Ma, da qualche parte,
esisteva ancora quella stupida e pedante attrazione, non riuscivo a
scongiurarla del tutto e questo mi mandava letteralmente in bestia.
Mentre
mi preparavo per andare a letto, misi su un po' di musica e nel
lettore del mio telefono risuonarono le prime note di Heaven
And Hell dei Black Sabbath; mi
piaceva molto quel brano, specialmente perché a cantarlo era
Ronnie James Dio. Lo avevo sempre apprezzato molto più di Ozzy
Osbourne come voce di quella band, così lasciai scorrere la
musica e mi ritrovai a canticchiare qualche parola del testo.
Sing
me a song, you're a singer
Il primo verso della canzone
sembrava fatto apposta per rappresentare l'attività di
musicoterapia che avevamo svolto nel pomeriggio. Ma furono altre
parole a colpirmi.
A volte ci sono dei momenti
in cui, nonostante si conosce un brano da un sacco di tempo, ci si
sofferma per la prima volta su una particolarità di esso a cui
non si aveva mai prestato attenzione.
E a me accadde quando Ronnie
cantò:
Well
if it seems to be real, it's illusion For every moment of truth,
there's confusion in life
In poche parole e con la sua
solita capacità di creare delle vere e proprie poesie, aveva
descritto ciò che pensavo della vita e di quanto mi stava
succedendo ultimamente.
Se
ti sembra che qualcosa sia reale, be', non è altro che
un'illusione, aveva detto. E
cosa c'era di più illusorio dei sentimenti e dei pensieri che
ognnuno di noi si creava nella sua mente?

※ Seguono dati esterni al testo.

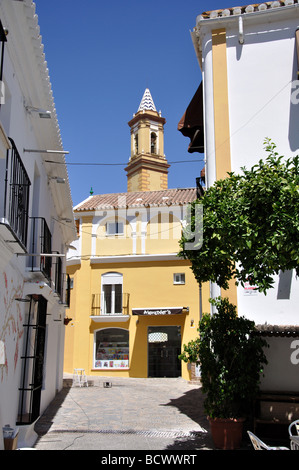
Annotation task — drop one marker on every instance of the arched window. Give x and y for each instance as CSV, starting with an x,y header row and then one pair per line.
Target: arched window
x,y
111,349
112,294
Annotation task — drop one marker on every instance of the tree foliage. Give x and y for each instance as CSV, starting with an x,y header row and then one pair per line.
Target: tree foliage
x,y
250,224
231,358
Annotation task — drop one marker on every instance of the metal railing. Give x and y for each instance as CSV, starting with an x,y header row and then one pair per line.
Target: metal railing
x,y
115,304
16,195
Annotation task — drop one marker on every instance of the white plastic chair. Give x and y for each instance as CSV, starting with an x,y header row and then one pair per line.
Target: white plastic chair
x,y
260,445
294,426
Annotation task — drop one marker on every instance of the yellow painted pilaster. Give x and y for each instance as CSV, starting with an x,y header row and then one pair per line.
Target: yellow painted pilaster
x,y
221,121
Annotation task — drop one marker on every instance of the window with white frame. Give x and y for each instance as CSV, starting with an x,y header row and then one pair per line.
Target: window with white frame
x,y
112,294
115,228
179,278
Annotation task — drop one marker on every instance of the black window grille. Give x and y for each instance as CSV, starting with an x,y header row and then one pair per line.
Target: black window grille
x,y
32,361
16,197
40,245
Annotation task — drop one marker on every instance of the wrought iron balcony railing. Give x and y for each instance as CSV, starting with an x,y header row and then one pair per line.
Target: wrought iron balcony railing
x,y
103,304
15,199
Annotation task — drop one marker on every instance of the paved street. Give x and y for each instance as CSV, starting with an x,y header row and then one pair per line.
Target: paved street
x,y
131,414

A me era successo con Marco,
mi ero illusa che fosse una persona diversa, che potesse essere
adatta a me, e invece si era rivolato un vero e proprio idiota.
E come potevo essere certa
che anche con Danilo non stessi sbagliando tutto? Forse non avrei
dovuto pensarci, ma le mie esperienze mi avevano insegnato che non
tutto è come sembra, anzi non lo è mai.
E
Ronnie aveva anche detto che per ogni momento di verità
bisognava aspettarsi solo confusione;
come potevo dargli torto? La verità faceva male, era sempre
così, e non sempre era utile a chiarirci le idee.
Per me quelle parole furono
una rivelazione, così andai a letto con l'amaro in bocca e con
la sgradevole sensazione di aver, ancora una volta, sbagliato tutto.